Le module 2 est axé sur l’introduction du secteur de l’électricité par le contrat.

 Les points suivants ont été traités à savoir :

  • Dispositions relatives à la participation du secteur privé à l’activité de production de l’énergie électrique prévue par la Loi n° 014/PR/1999 (Tchad),
  • L’expression «délégation de service public» qui recouvre plusieurs formes contractuelles.
  • Contrat de Concession « Contrat par lequel une personne publique (Concédant) confie à une personne physique ou morale, généralement de droit privé (Concessionnaire) l’exécution d’un service public, à ses risques et périls pour une durée déterminée et généralement longue (20 à 25 ans) et moyennant le droit de percevoir des redevances sur les usagers du service »
  • Régie intéressée et l’affermage
  • Le contrat PPP (Partenariat Public-Privé) et le contrat d’achat d’électricité (PPA : Power Purchase Agreement)
  • Le problème de risque de régulation, d’échange, politique, etc.
  • Procédure de signature de contrat
  • Rappel de différentes caractéristiques d’un contrat PPP et la durée d’exécution
  • Les cas de force majeure : L’imprévision, Le fait du prince, Les causes légitimes, Les changements de législation
  • Modalité du contrôle par l’état
  • Dispositions relatives aux travaux à l’exploitation, l’entretien et à la maintenance
  • Relations avec les tiers
  • Conditions financières d’opération de PPP
  • Obligation de souscription aux assurances
  • Modification du contrat de PPP

Après ces modules, des travaux de groupe ont suivi.

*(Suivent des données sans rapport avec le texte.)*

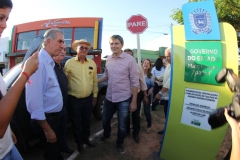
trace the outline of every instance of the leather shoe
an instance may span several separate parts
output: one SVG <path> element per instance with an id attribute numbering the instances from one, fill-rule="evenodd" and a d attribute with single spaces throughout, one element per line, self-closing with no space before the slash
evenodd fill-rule
<path id="1" fill-rule="evenodd" d="M 62 149 L 61 152 L 72 154 L 74 152 L 74 150 L 71 150 L 70 148 L 67 148 L 67 149 Z"/>
<path id="2" fill-rule="evenodd" d="M 140 138 L 139 138 L 139 135 L 136 135 L 136 136 L 133 136 L 133 139 L 136 143 L 139 143 L 140 142 Z"/>
<path id="3" fill-rule="evenodd" d="M 89 147 L 97 147 L 97 145 L 95 143 L 92 143 L 90 141 L 85 142 L 86 145 L 88 145 Z"/>
<path id="4" fill-rule="evenodd" d="M 158 134 L 163 134 L 164 130 L 158 131 Z"/>
<path id="5" fill-rule="evenodd" d="M 83 153 L 83 152 L 85 151 L 83 145 L 78 146 L 77 149 L 78 149 L 78 152 L 79 152 L 79 153 Z"/>

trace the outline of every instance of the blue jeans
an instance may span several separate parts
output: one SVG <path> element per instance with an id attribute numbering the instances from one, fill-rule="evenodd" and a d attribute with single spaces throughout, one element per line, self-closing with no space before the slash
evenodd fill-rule
<path id="1" fill-rule="evenodd" d="M 60 118 L 60 131 L 59 131 L 59 137 L 60 137 L 60 144 L 61 144 L 61 150 L 67 150 L 68 145 L 66 142 L 66 133 L 67 133 L 67 109 L 66 106 L 63 106 L 62 110 L 60 111 L 61 118 Z"/>
<path id="2" fill-rule="evenodd" d="M 93 95 L 76 98 L 69 95 L 69 114 L 72 120 L 73 136 L 78 146 L 89 141 Z"/>
<path id="3" fill-rule="evenodd" d="M 13 145 L 13 148 L 6 154 L 5 157 L 3 157 L 2 160 L 23 160 L 23 158 L 18 152 L 15 145 Z"/>
<path id="4" fill-rule="evenodd" d="M 140 91 L 137 95 L 137 109 L 136 109 L 136 111 L 132 112 L 132 125 L 133 125 L 132 134 L 133 134 L 133 136 L 139 135 L 140 126 L 141 126 L 141 124 L 140 124 L 140 110 L 141 110 L 142 100 L 143 100 L 143 92 Z M 127 132 L 130 133 L 130 115 L 128 116 Z"/>
<path id="5" fill-rule="evenodd" d="M 46 135 L 40 125 L 36 120 L 31 119 L 31 125 L 33 131 L 39 136 L 40 141 L 44 148 L 44 159 L 45 160 L 63 160 L 63 157 L 60 153 L 60 137 L 59 137 L 59 128 L 60 128 L 60 112 L 55 113 L 45 113 L 46 121 L 54 131 L 57 137 L 55 143 L 47 142 Z"/>
<path id="6" fill-rule="evenodd" d="M 105 138 L 109 138 L 111 134 L 111 119 L 114 113 L 117 111 L 118 114 L 118 133 L 117 133 L 117 145 L 122 145 L 124 142 L 124 138 L 127 130 L 127 118 L 129 116 L 129 102 L 130 98 L 125 101 L 113 103 L 108 99 L 105 99 L 103 106 L 103 129 Z"/>
<path id="7" fill-rule="evenodd" d="M 150 112 L 150 104 L 151 104 L 151 99 L 152 99 L 152 95 L 148 96 L 148 104 L 144 105 L 144 113 L 147 119 L 147 127 L 151 127 L 152 126 L 152 115 Z"/>

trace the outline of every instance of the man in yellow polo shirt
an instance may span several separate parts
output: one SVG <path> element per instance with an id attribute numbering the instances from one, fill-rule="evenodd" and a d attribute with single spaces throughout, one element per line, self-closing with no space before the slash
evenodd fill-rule
<path id="1" fill-rule="evenodd" d="M 96 104 L 98 93 L 97 68 L 93 60 L 87 58 L 91 43 L 75 40 L 72 48 L 76 57 L 69 59 L 64 67 L 68 78 L 69 113 L 72 119 L 73 134 L 79 152 L 84 152 L 83 144 L 96 147 L 89 141 L 90 117 Z"/>

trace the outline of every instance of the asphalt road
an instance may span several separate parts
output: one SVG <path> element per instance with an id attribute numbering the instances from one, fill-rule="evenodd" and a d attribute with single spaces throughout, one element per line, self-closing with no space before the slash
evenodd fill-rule
<path id="1" fill-rule="evenodd" d="M 112 123 L 116 121 L 116 118 L 112 119 Z M 98 131 L 102 130 L 102 121 L 97 120 L 93 116 L 91 117 L 91 136 L 97 133 Z M 90 136 L 90 137 L 91 137 Z M 74 142 L 73 139 L 73 131 L 71 125 L 68 127 L 68 131 L 66 134 L 67 143 L 69 145 L 69 148 L 76 149 L 77 145 Z M 24 160 L 44 160 L 43 158 L 43 148 L 40 143 L 35 145 L 34 147 L 30 147 L 29 150 L 26 153 L 21 153 Z M 67 159 L 70 157 L 70 154 L 62 154 L 64 159 Z"/>

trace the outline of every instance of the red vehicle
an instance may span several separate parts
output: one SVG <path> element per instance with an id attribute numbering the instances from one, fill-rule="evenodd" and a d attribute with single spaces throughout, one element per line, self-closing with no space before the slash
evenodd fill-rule
<path id="1" fill-rule="evenodd" d="M 102 18 L 58 18 L 15 25 L 9 43 L 10 68 L 21 62 L 36 36 L 43 36 L 49 28 L 57 27 L 63 31 L 67 55 L 76 55 L 71 44 L 77 39 L 86 39 L 92 43 L 88 52 L 97 64 L 97 73 L 101 73 L 102 54 Z"/>

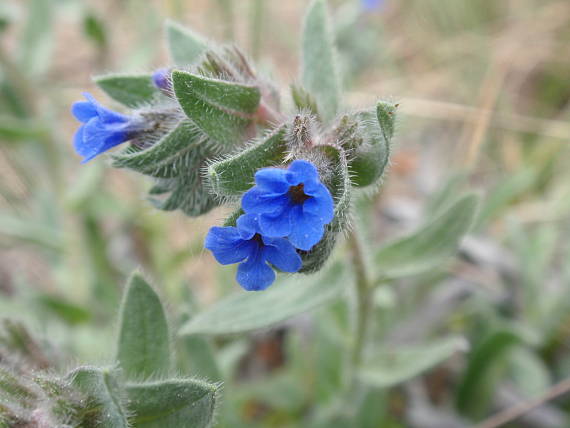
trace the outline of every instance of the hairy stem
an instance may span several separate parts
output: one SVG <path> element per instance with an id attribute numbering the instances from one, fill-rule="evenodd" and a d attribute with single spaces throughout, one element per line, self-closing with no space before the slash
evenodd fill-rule
<path id="1" fill-rule="evenodd" d="M 351 367 L 353 376 L 362 362 L 362 354 L 366 343 L 366 332 L 368 329 L 368 318 L 370 316 L 371 299 L 370 294 L 372 286 L 364 254 L 362 251 L 362 243 L 358 236 L 358 231 L 353 230 L 348 238 L 352 265 L 355 275 L 355 291 L 356 291 L 356 327 L 355 339 L 351 355 Z"/>

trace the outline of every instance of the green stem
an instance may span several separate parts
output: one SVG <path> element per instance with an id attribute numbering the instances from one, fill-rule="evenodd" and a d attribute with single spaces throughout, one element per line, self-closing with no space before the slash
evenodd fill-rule
<path id="1" fill-rule="evenodd" d="M 366 269 L 362 243 L 360 242 L 360 238 L 356 230 L 353 230 L 348 238 L 348 245 L 354 268 L 356 290 L 356 331 L 350 361 L 354 377 L 354 374 L 362 362 L 362 354 L 366 343 L 368 318 L 370 317 L 371 310 L 370 294 L 372 286 Z"/>

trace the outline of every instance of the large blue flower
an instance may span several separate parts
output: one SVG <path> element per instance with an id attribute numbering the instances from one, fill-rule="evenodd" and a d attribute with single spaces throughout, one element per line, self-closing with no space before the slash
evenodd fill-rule
<path id="1" fill-rule="evenodd" d="M 75 151 L 85 157 L 85 163 L 95 156 L 130 140 L 142 128 L 142 121 L 132 116 L 109 110 L 99 104 L 89 93 L 83 94 L 87 101 L 73 104 L 71 112 L 81 125 L 73 143 Z"/>
<path id="2" fill-rule="evenodd" d="M 237 227 L 212 227 L 204 247 L 223 265 L 241 262 L 236 279 L 248 291 L 264 290 L 275 281 L 275 272 L 268 263 L 284 272 L 297 272 L 302 265 L 289 241 L 260 234 L 254 214 L 238 218 Z"/>
<path id="3" fill-rule="evenodd" d="M 170 81 L 170 69 L 159 68 L 152 73 L 152 83 L 158 89 L 166 92 L 172 91 L 172 83 Z"/>
<path id="4" fill-rule="evenodd" d="M 321 240 L 325 224 L 333 219 L 334 203 L 311 162 L 296 160 L 288 169 L 261 169 L 255 184 L 241 203 L 246 213 L 259 215 L 262 235 L 288 237 L 305 251 Z"/>

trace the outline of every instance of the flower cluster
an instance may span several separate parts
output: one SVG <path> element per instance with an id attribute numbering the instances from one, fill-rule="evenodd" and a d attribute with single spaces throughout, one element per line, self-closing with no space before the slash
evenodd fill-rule
<path id="1" fill-rule="evenodd" d="M 73 104 L 71 112 L 83 123 L 75 133 L 75 151 L 90 161 L 107 150 L 132 139 L 144 128 L 144 123 L 135 116 L 126 116 L 99 104 L 89 93 L 87 101 Z"/>
<path id="2" fill-rule="evenodd" d="M 240 263 L 236 279 L 246 290 L 263 290 L 275 273 L 297 272 L 302 265 L 296 249 L 309 251 L 333 219 L 334 203 L 317 168 L 295 160 L 289 168 L 264 168 L 255 186 L 242 197 L 245 214 L 237 227 L 213 227 L 205 247 L 221 264 Z"/>

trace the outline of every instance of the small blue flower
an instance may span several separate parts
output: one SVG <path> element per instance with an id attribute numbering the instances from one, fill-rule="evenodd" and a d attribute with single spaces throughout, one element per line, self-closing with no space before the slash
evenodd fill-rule
<path id="1" fill-rule="evenodd" d="M 152 83 L 162 91 L 171 91 L 172 83 L 170 81 L 170 69 L 159 68 L 152 74 Z"/>
<path id="2" fill-rule="evenodd" d="M 373 11 L 380 9 L 384 5 L 384 0 L 361 0 L 360 3 L 365 10 Z"/>
<path id="3" fill-rule="evenodd" d="M 83 96 L 87 101 L 78 101 L 71 108 L 75 118 L 84 123 L 73 138 L 75 151 L 85 157 L 81 163 L 130 140 L 142 129 L 140 119 L 103 107 L 87 92 Z"/>
<path id="4" fill-rule="evenodd" d="M 237 227 L 212 227 L 204 242 L 221 264 L 241 262 L 236 279 L 248 291 L 264 290 L 275 281 L 268 263 L 284 272 L 297 272 L 302 265 L 295 247 L 286 239 L 262 236 L 257 220 L 244 214 Z"/>
<path id="5" fill-rule="evenodd" d="M 334 203 L 311 162 L 296 160 L 288 169 L 261 169 L 255 184 L 241 203 L 246 213 L 259 215 L 263 236 L 287 237 L 305 251 L 321 240 L 325 224 L 333 219 Z"/>

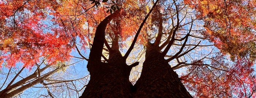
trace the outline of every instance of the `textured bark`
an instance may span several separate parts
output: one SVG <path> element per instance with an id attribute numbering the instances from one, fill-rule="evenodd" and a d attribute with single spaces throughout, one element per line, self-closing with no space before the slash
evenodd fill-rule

Ils ont porté sur la gouvernance interne-externe et l’articulation avec les institutions.

Les questions d’éclaircissements, les échanges et discussions ont portées pour l’essentiel sur : (i) La question de différence entre le guichet unique et l’organe de régulation, (ii) La limite de la régulation par rapport au pouvoir judiciaire, (iii) La différence entre l’accord cadre, le mémorandum, le protocole d’accord, le contrat de convention et de concession, (iv) La gestion des risques par les parties, (v) Les garanties de gouvernance et les contrats d’assurances et (vi) la gestion de la production, transport et distribution par les deux parties dans le cas du contrat de concession.

Au terme des travaux de l’atelier, quelques recommandations ont été formulées par les participants :

Au Ministère du Pétrole et de l’Energie

  • La révision de la loi n° 014/PR/1999 relative à la production, transport et à la distribution de l’énergie électrique ;
  • La révision du décret d’application de la loi n° 014/PR/1999 ;
  • L’opérationnalisation de l’organe de régulation du secteur de l’énergie électrique.

Aux participants

  • Valoriser les connaissances acquises pour le montage, le suivi et la gestion des projets dans le secteur de l’énergie.